Three important additions:
- If you use the Lifelines UMCG HPC as your research environment, you are technically able to export files yourself. However, you are contractually (D(M)TA + CoC) bound to follow the two criteria above. In case you are in doubt whether you can export a file, contact one of the Lifelines Data Managers.
- In case of a request for a transfer between two Lifelines projects, please look at the specifications on the Import page.
- In some cases it might be difficult to adhere to the standard export guideline. In these instances we will consider a possible exception for your request. Please include at least the points listed below when submitting your request (for information see document below).
- That your export request does not meet the standard export guideline N>= 10. Please specify all tables/figures/sections in your export/manuscript for which this is the case (but keep our zero tolerance rule in mind).
- Why you are unable to remove each small group size.
- Description of all selection criteria, i.e., characteristics that participants need to have in order to be part of the group.
- The result (finding) itself: is this something Lifelines participants are likely to know about themselves or not?
Examples of adhering to the standard export guideline
Figures
You can request the export of figures from your research environment. However, please consider how identifying the values might be. Especially the depiction of outliers might risk the identification of our participants (see example figure). The example figure shows a scatterplot, however, the same applies for other figures like boxplots, histograms, or bar charts. The only solution to such an issue is to remove the outliers or the complete figure.
Tables
In the table shown on the right, several of the presented results describe participant groups that are smaller than N = 10 (data are fictive). To adhere to our guidelines, we will ask you to alter your table. Below we present several possible adjustment methods.
Solution 1: Aggregating your results
One of the possible solutions is to combine two (or more) small groups into one group. In our example this would entail combining age groups: combining the age groups <20 and 20-30 together, and the same for the age groups 41-50 and 51+.
Solution 2: replacing small results with <10
A second possible solution is to replace the small observations with "<10". This way, the reader and participants do not know the exact amount of participants presented. Make sure to also replace the zero values with <10. Important note: please make sure that the other group sizes mentioned in the table cannot be used to calculate the obscured group size!

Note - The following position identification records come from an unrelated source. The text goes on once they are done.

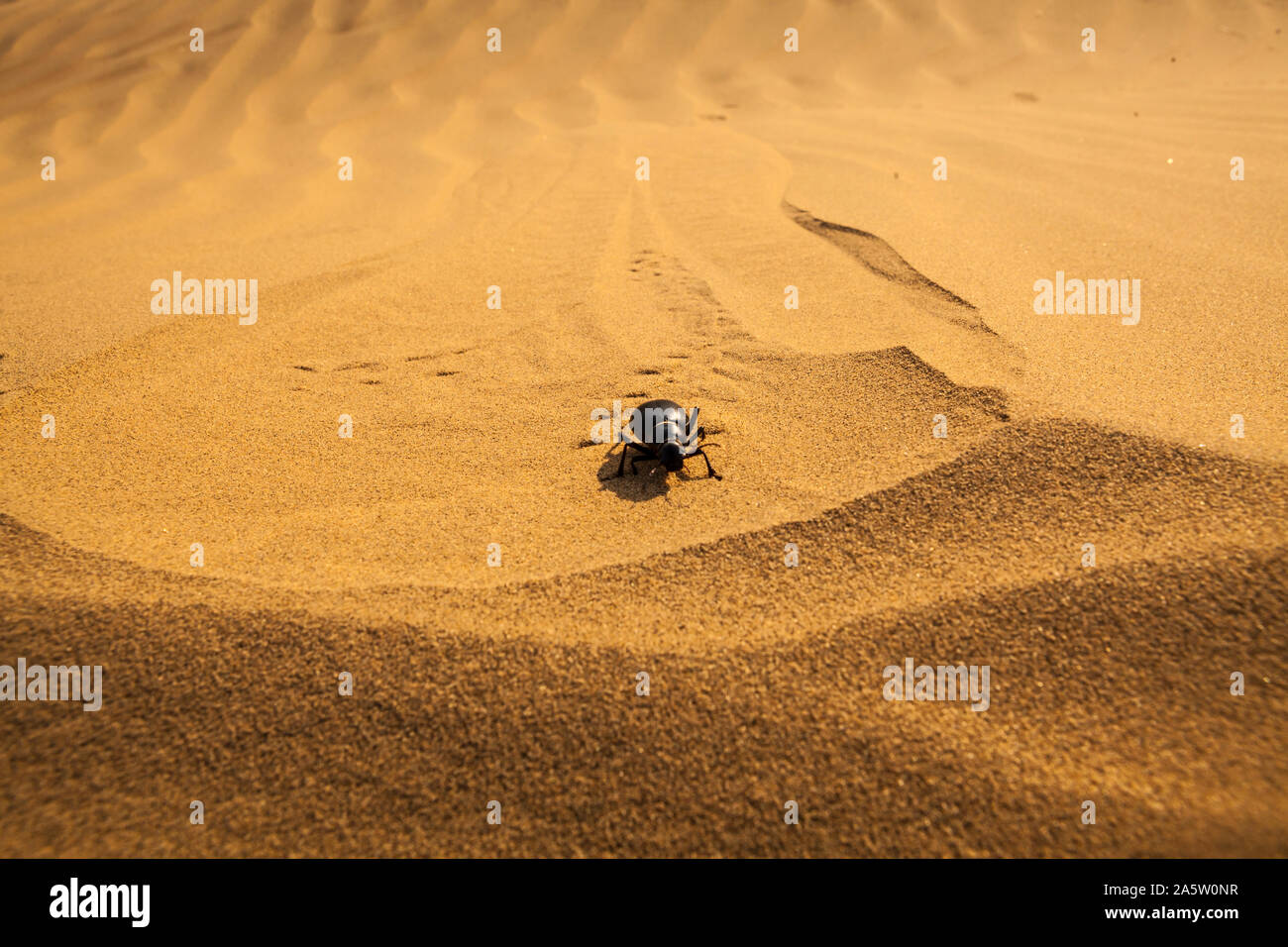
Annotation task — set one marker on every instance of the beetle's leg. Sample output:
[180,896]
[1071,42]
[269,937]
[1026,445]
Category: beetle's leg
[621,466]
[638,458]
[709,470]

In our example, this solution works well for the ex-smoker category, as there are several age groups with N<10. However, we are able to calculate the exact number for the current smoker category by substracting all other age groups from the total number in the header. There are two ways to resolve the issue with the current smoker category:
- Option 1: removing the total numbers by the smoking categories. As a reader you shouldn't be able to find the number somewhere else in the table either.
- Option 2: add uncertainty to an additional age group (in this example age group 20-30).

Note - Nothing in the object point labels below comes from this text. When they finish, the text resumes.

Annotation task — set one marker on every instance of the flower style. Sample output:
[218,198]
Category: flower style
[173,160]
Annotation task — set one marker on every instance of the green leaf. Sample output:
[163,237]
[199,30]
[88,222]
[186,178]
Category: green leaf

Solution 3: presenting percentages instead of absolute values
The third solution is to present results as percentages from the total group in your table, instead of exact group sizes. Important note: please carefully check on the possibility to calculate the exact group size.
In our example, the exact numbers are still traceable as the total size of the smoker groups are relatively small. There are two ways to resolve this issue:
- Option 1: remove the total group sizes.

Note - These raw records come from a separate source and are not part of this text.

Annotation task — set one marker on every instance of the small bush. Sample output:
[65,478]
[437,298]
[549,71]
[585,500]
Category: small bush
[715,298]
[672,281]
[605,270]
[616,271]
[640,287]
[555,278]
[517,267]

- Option 2: display the results as "smaller than" the percentage for a group size of N = 10.
Solution 4: leaving out a category
The final solution is to leave out categories that or not of interest to you. By doing so, the observations with "<10" are not traceable from the total minus the frequencies in the other categories.
In our example, you might be interested in younger and older participants only. As a result you could leave out the age groups 20-30 and 31-40. The same principle would apply when your categories are yes and no (leave out the no or yes so that the exact number cannot be deduced).